Shakespeare in a Divided America, James Shapiro Faber and Faber £20
In two fascinating books, 1599: A year in the life of William Shakespeare and 1606: William Shakespeare and the year of Lear, Shapiro wrote compelling and highly readable accounts of the political and cultural tensions in the environment in which Shakespeare was writing. In the former he discusses fears around a second Spanish invasion — following the defeat of the Armada in 1589 — as well as the feuding and disruption that led to the Earl of Essex’s rebellion in 1601. Shapiro explores their influence on Hamlet and Shakespeare’s transformation of revenge tragedy. Shakespeare in a Divided America looks at the writer’s place in the US. Shapiro insists that Shakespeare, like any writer or artist, has to be understood in the context of the time. He is not alone in this of course. Many critics have accounted for Shakespeare’s place in his particular time and culture. Also, his plays can be interpreted in different ways, for example, through the lens of post-colonialism, early capitalism or feminism.

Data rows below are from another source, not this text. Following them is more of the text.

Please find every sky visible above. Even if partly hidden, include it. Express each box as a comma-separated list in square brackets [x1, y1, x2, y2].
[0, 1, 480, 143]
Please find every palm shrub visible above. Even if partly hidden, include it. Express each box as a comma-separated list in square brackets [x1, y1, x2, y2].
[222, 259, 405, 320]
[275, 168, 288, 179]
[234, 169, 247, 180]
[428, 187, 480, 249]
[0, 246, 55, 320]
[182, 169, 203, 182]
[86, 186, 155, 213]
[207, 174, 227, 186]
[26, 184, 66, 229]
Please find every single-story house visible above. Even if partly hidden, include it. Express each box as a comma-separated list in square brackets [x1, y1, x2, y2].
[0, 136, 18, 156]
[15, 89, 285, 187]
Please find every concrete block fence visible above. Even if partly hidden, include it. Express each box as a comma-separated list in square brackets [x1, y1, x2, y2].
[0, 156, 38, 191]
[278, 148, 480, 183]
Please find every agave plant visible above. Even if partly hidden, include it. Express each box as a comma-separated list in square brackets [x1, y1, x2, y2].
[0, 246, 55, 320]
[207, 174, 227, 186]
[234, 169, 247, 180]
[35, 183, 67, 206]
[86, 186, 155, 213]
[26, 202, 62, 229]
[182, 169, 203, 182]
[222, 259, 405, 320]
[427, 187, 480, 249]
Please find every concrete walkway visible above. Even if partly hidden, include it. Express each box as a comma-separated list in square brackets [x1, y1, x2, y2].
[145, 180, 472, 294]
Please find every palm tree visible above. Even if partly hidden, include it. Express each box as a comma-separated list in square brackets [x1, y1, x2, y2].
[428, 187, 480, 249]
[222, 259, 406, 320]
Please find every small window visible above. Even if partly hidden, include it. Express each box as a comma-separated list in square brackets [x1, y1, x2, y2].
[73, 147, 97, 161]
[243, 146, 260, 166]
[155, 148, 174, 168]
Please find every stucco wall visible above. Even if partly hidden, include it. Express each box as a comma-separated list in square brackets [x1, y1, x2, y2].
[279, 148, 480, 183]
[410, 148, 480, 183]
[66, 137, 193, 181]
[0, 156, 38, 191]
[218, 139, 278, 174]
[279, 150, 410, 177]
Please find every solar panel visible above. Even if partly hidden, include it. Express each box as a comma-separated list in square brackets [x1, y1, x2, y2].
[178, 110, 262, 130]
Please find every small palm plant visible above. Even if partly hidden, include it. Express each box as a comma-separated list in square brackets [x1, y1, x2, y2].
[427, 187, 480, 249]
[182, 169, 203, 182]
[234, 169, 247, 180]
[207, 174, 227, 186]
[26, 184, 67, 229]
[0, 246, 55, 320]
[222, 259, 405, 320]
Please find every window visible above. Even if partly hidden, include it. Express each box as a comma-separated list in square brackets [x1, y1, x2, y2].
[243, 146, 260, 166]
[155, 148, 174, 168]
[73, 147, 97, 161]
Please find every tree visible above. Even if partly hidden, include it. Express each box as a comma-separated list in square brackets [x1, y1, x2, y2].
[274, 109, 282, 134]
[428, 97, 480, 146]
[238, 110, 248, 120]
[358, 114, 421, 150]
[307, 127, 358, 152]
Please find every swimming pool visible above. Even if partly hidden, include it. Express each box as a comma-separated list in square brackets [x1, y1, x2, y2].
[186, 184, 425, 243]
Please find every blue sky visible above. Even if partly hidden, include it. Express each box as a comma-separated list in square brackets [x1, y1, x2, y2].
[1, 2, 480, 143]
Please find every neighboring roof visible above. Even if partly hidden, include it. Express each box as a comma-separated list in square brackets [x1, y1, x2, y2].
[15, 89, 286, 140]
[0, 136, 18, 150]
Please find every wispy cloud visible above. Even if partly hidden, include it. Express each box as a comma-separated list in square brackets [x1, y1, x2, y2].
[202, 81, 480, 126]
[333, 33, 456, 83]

Others, such as Tory education ministers, continue to insist on Shakespeare’s status as a cultural icon to be reverenced. As we celebrate the end of Trump’s presidency, what can a book about Shakespeare tell us about the US and the so-called culture wars of the new right? Shapiro has consciously involved himself with the staging of Shakespeare in settings such as prisons and community centres. He rightly celebrates the rise in colour-blind casting and the greater visibility of black actors generally as well as of women and transgender and disabled people. In contrast, the final chapter of Shakespeare in a Divided America gives a fascinating account of right-wing protests against a 2017 performance of Julius Caesar in New York City’s Central Park in which the production played on parallels between Trump and the Roman dictator.
The focus on individual episodes of the staging of Shakespeare in the US, however, gives the book a slightly episodic character. This made it less satisfying than the earlier works, though it is still thought provoking. Shapiro drills down on what he regards as eight key episodes or debates around Shakespeare since the founding of the republic. Inevitably, the question of racism and slavery is one that recurs. The book starts with the controversies provoked by Othello and its mixed-race marriage, in the early 19th century. Perhaps the most interesting chapter is that on John Wilkes Booth: actor, Confederate and assassin of Abraham Lincoln.
Obsessed with Julius Caesar, and in particular with Brutus, Wilkes moved from racism to active support of the Confederacy and fantasizing about killing Lincoln. Booth of course killed him in a theatre. Other chapters explore debates about marriage, gender and homosexuality, and their portrayal in Shakespeare. The overall impact can be disjointed but the book is engaging and well worth a read for anyone interested not only in Shakespeare but in how literature and drama are implicated in what we now call the culture wars.